The brief, in support of Windsor, advances two main points challenging BLAG's characterization of the Defense of Marriage Act as a child welfare measure. First, the act harms children because it inflicts immediate and concrete injuries on children whose parents' same-sex marriages are recognized by state law.
"Each of these purported justifications expresses and enforces a bare preference for the children of opposite-sex couples as the only children entitled to the type of permanency, stability and so-called "ideal" parenting arrangements that DOMA allegedly confers," the three professors argue in their brief.
In marriage equality states, children of same-sex married parents are identically situated to children of opposite-sex married parents, yet the act categorically excludes them from family-supporting rights, benefits and protections provided by the federal government.
In addition to exacting a legal and economic toll on children of same-sex married parents, the act stigmatizes all children of same-sex couples by declaring their families inferior to those headed by opposite-sex couples.

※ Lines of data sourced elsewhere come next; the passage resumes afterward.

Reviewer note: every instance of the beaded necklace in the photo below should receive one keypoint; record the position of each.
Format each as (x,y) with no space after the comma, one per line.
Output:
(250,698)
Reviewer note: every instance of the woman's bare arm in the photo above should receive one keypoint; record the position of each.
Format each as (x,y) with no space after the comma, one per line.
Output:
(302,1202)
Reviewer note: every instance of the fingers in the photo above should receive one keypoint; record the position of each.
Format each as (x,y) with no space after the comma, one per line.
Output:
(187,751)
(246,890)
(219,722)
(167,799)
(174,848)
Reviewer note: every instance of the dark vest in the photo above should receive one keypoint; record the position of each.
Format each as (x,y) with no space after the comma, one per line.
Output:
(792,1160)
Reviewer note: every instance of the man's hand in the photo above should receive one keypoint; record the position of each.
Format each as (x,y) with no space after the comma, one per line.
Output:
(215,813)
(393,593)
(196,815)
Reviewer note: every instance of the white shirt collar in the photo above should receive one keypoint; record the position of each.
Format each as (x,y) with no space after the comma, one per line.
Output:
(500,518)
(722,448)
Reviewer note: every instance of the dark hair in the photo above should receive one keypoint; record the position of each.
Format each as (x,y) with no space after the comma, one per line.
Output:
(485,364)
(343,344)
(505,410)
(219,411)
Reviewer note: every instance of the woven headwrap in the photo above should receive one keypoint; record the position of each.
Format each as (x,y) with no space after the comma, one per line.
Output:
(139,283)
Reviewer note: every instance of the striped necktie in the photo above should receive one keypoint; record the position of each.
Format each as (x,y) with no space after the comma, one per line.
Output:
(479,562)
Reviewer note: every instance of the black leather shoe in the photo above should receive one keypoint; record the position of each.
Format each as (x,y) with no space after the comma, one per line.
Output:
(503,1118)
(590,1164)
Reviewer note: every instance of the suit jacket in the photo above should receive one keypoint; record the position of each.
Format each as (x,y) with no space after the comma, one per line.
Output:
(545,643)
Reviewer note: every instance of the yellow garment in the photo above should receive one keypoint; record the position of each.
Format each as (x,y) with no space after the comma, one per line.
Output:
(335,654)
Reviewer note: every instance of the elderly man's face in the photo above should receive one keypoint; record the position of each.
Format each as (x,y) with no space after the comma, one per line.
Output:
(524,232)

Second, The Defense of Marriage Act fails in its entirety because it serves an impermissible function: it punishes children of same-sex parents based on nothing more than moral disapproval of their parents' conduct.
"DOMA inflicts immediate, concrete injuries on a subset of these children, namely: those whose families would otherwise benefit from federal family supporting programs, but whose parents; marriages, while recognized on the state level, are rejected at the federal level," the three professors argue.
The respondents for Windsor cited the three professors' amicus brief in their brief to the Supreme Court.